Evita-se ao máximo aproximar-se da morte, porém, o consumo de produtos e serviços funerários é o tipo de experiência que todo ser humano, ao menos uma vez na vida, será obrigado a participar. Nos trechos das entrevistas a seguir, fica evidente que nem mesmo as iniciativas de comunicação personalizadas escapam do preconceito e da repulsa que a morte suscita. Nenhum dos entrevistados mostrou-se aberto a receber comunicação direta para a oferta de produtos e serviços desse segmento.

As entrevistas a seguir revelam a estranheza, a morbidez e o mal-estar que situações inerentes ao consumo de produtos e serviços funerários podem causar no consumidor enlutado responsável pelas escolhas e tomadas de decisão. Nota-se, ainda, que toda essa aversão ao tema, pode apresentar desdobramentos que ultrapassam as barreiras da racionalidade. As fantasias a respeito da morte transformam as relações de consumo profundamente, já que o inconsciente age como o grande fator crítico de sucesso em todos os momentos da jornada de consumo.

É interessante notar que o consumidor, embasado pelo repertório construído através de suas experiências e memórias, associa cheiros, sabores e sentimentos marcantes do momento vivenciado para avaliar bem ou mal os serviços prestados. O mercado por sua vez, atento, aos estudos neuropsicológicos e as descobertas a respeito do subconsciente, tem se adaptado oferecendo serviços que visam amenizar o mal estar causado pela situação traumática que a morte provoca.

A empresária Gisela Adissi, sócio proprietária do Grupo Primaveras e também presidente do sindicatos dos cemitérios e crematórios particulares de São Paulo é uma das que aposta nesta vertente de se trabalhar os cinco sentidos dentro do ambiente em que os serviços são oferecidos, como forma de proporcionar maior conforto e consequentemente, maior valor agregado aos consumidores enlutados. Em seu relato, ela enfatiza que muitas vezes o consumidor não consegue verbalizar o que o incomoda e, por isso, é papel da empresa contratada se antecipar e adotar essas medidas que visam o acolhimento e o bem-estar de todos os envolvidos nessa experiência.

“... uma vez ligaram para minha mãe, e uma vez me mandaram uma mala direta e me ligaram, mas a voz do cara me dava medo e eu desliguei rápido porque eu não queria falar nada com ele. Além dessas duas, nunca mais tive contato e nem interesse. Até cheguei a ter ido há alguns velórios antes, mas eu só ia em último caso, se fosse alguém da família porque eu não gosto de ir nesse tipo de evento e sempre evitei enterro, nem no da minha avó eu fui. Eu não me sinto bem em ver a pessoa morta dentro do caixão, abaixando pra ser colocada no buraco, isso não me faz bem e sempre disse pra mim mesma que eu só iria no enterro da minha mãe porque eu sou filha única, e se eu não for, quem vai? Foi um momento inédito e muito difícil pra mim, sempre evitei dizer adeus ou participar de cerimônias com esse significado.” – R. C.
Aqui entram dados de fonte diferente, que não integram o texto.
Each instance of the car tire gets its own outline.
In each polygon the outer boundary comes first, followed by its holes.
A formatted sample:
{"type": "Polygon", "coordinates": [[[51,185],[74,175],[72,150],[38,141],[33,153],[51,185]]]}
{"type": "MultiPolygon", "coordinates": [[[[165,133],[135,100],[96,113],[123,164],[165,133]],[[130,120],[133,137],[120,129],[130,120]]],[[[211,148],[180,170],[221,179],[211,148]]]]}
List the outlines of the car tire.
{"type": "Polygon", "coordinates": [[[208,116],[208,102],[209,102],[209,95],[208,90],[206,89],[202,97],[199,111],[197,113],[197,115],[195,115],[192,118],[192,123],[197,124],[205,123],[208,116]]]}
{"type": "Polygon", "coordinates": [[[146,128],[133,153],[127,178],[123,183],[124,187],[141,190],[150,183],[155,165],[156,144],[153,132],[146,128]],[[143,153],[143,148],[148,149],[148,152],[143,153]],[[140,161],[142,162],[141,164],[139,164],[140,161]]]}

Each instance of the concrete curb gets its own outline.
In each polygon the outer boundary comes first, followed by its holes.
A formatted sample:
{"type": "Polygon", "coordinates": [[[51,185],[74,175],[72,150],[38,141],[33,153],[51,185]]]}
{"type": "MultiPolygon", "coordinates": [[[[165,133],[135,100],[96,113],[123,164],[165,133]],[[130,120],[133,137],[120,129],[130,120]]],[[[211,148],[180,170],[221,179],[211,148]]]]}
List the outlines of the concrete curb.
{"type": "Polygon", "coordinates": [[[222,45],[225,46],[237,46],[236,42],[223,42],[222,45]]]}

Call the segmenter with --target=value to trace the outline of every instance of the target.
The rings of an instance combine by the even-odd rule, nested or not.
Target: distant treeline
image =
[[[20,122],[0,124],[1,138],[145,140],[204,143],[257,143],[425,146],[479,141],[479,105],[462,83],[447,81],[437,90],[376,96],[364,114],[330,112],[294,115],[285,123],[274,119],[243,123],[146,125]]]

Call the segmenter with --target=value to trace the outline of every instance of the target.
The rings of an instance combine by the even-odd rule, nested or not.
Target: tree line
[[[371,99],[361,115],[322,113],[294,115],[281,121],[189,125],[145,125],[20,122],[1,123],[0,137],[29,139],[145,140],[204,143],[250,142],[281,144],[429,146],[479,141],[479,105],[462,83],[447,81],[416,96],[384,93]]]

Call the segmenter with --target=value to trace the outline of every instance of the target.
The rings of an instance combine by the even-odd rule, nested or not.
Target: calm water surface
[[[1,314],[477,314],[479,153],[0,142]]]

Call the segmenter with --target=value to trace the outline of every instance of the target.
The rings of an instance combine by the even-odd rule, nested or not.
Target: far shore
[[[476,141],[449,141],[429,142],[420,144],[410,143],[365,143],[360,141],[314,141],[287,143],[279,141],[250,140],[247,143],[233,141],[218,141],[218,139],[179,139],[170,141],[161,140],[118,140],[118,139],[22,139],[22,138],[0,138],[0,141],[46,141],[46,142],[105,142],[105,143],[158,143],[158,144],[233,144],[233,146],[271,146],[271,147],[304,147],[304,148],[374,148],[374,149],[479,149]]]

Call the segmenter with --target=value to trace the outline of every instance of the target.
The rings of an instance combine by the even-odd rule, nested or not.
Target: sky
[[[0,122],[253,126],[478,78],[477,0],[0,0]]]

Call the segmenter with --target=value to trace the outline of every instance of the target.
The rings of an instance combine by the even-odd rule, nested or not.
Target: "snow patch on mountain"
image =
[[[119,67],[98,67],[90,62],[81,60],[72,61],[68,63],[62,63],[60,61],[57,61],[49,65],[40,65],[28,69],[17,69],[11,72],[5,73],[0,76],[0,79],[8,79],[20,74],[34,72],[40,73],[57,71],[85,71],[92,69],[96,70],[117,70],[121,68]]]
“Me lembro de quando eu decidi quais seriam as flores, a cor das flores, mas não lembro das flores já no caixão com a minha mãe. Eu lembro que é esquisito ver corpo com flores, eu não gosto. Me passa uma sensação ruim, de morbidez. Não tá limpo, sei lá. Tive a impressão de que aquilo ia virar lixo, viagem total, mas a sensação foi essa. Eu acho feio e odeio o cheiro. Me incomoda o cheiro da flor que fica forte, mas deve ser porque a pessoa morta cheira mal. Enfim, não gosto.” – G. M.

“Sempre achei bizarro peças de comunicação desse mercado por não ser uma compra desejada. Não tem jeito. Ninguém quer se aproximar da morte, nem em propaganda.” – G. M.

“Outro ponto que eu considero bem estranho é o fato do ambiente, que tem uma pessoa morta, cheirar a comida. A sensação é horrível. Você ver as pessoas com guardanapo, comendo suas frituras perto de um cadáver, cheio de flores, mistura tudo, sei lá.” – G. M.

“No Brasil, a gente não tem essa cultura do planejamento, a morte é um grande tabu, e quando você analisa a pesquisa, você vai ver que existe uma explicação longa que contempla todos os fatores contemporâneos que contribuem para isso. Porque hoje a gente estabelece vínculos muito mais frouxos, a gente vive muito o presente, aquela coisa de Balman, o amor líquido, a sociedade superficial, descartável. A tecnologia faz com que vivamos mais, a expectativa crescendo faz com que a morte comece a ficar muito distante do nosso cotidiano.” – Gisela Adissi.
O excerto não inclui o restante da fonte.